OnMessage is one of the DC Republican political consulting firms lots of people complain about. They’ve been around for a long time, and they’ve been close to the RNC inner circle for a long time as well. Curt and Wes Anderson, the principals in the firm, have had as clients Michael Steele, Rick Perry, Rick Scott, Haley Barbour, George W. Bush, Mitch McConnell, Ron Johnson and John Thune, among others. And OnMessage has done work for virtually every arm of the Republican Party – the RNC, the RGA, the NRSC, the NRCC and the RSLC.

The way a lot of this works is that if you want to be a big player in Republican politics, particularly on the national scale, you need to hire somebody like the Anderson brothers, or Karl Rove, or SRCP Media (the founder of SRCP, Greg Stevens, was the guy who came up with the Michael Dukakis “tank” ad, which pretty much won the 1988 presidential race, and ever since that firm has been among the GOP in-crowd), or one of a few others. It’s important to hire one of the “in-crowd,” because otherwise you’re going to have trouble accessing the usual suspects among the big GOP donors or getting the right people to throw out a good buzz about you.

It’s a very clubby, who-you-know operation – and that drives a lot of people, conservative and moderate alike, nuts. Because, the complaint goes, most of these “in-crowd” consultant firms lack new blood and do the same stale messaging over and over again, failing to excite the base, failing to reach beyond a diminishing demographic and losing the communications war with boring, off-target ads that don’t resonate with 21st century casual voters.

That’s a criticism made about the Republican consultant class in general, and it’s not always on target. But in the case of the RGA and the Cuccinelli race with the “stupid China ads,” it might very well have some validity.

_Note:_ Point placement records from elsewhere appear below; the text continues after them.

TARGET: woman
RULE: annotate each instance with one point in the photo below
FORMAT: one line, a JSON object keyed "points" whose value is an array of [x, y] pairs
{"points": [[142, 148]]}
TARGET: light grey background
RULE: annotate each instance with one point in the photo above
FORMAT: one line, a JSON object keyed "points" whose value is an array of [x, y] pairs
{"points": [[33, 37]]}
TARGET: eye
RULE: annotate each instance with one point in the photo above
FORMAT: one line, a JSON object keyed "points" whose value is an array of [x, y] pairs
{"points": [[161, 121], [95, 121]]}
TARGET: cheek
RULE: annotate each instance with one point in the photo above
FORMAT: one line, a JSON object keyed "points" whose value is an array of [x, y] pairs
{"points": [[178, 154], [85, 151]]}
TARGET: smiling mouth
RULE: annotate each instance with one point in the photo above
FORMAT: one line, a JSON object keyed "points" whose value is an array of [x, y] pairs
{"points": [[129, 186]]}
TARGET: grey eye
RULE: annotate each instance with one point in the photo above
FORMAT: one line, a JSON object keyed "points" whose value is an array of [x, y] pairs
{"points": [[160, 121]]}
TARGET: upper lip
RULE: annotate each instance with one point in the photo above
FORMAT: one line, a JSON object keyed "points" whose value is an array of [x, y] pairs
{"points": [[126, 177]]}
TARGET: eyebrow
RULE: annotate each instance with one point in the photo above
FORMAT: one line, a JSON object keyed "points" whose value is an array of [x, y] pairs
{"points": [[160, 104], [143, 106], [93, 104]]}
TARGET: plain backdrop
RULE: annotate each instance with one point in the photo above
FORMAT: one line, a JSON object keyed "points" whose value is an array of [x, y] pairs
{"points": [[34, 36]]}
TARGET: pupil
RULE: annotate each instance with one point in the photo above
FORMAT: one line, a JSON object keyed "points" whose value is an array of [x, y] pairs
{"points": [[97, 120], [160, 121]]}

And as the blamecasting in the aftermath of the Virginia loss continues this week, with the criticism of the Republican establishment’s poor performance on Cuccinelli’s behalf (RNC chair Reince Priebus, who has been savaged for spending $3 million for Cuccinelli after the party spent $9 million for current governor Bob McDonnell in 2009, came out yesterday in defense of his performance and declared that the ground operation, for which the party took responsibility, was a winner – which could by implication be a way of throwing Jindal and the RGA under the bus), it could well be that OnMessage’s inability to generate a compelling or harmonious message with the campaign is a drag on Jindal’s political star.